By any name, hysteria was and still is the bane of every neurologist's existence. It produces a constant white noise of symptoms and signs, some real and some feigned. Hysterical patients-meaning those whose condition is ultimately classified as "functional," or structurally normal-parade through every major hospital on a daily basis. The manifestations are only a bit less flagrant than in Charcot's time, but they are no less peculiar. There is no objective way to verify what the patient is feeling or of telling whether his or her actions, no matter how extreme, are beyond conscious control. You have to take the person's word for it. Estimates place the proportion of such cases in neurology departments at up to 30 percent. It is a serious and nagging problem for the profession, not to mention for the patients themselves.

The word is unfortunate.
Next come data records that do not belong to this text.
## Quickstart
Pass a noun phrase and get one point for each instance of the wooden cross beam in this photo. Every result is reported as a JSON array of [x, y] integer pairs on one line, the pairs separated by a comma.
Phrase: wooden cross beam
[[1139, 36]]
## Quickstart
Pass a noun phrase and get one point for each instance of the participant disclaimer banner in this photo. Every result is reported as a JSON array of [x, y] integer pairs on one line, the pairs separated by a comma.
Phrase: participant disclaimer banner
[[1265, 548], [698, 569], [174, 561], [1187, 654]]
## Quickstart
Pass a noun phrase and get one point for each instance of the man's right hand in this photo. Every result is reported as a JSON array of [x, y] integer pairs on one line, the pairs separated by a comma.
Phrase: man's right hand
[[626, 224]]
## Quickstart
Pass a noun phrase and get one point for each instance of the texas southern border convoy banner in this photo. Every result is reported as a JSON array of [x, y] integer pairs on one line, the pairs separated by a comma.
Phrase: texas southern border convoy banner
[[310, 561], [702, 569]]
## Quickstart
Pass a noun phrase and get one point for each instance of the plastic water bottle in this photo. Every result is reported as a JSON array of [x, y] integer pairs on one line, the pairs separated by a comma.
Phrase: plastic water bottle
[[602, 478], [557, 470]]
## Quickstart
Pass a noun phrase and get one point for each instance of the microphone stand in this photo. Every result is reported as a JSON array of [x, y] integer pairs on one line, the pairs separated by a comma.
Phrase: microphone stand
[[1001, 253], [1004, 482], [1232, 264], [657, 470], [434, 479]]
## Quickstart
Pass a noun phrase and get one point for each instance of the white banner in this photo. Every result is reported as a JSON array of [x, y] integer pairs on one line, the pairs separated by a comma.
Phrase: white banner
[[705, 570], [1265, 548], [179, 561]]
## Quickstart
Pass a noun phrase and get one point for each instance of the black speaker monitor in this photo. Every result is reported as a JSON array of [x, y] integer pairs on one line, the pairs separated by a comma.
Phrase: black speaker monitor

Hysteria, from the Greek for uterus, shows up as early as the Hippocratic texts of the fifth century bc, reflecting an ancient belief in a wandering womb as the source of many women's health issues. According to the Greeks, the uterus traveled around the body, creating sensations of pressure and unease, especially in the throat, including a feeling of choking and the loss of the ability to speak. Such was the theory, and it established hysteria exclusively as a disease of women. It was a neat explanation, it fit the known facts of the time, it let men off the hook, and it exonerated the brain completely. Its fabulistic limitation and its eventual downfall is its anatomical impossibility.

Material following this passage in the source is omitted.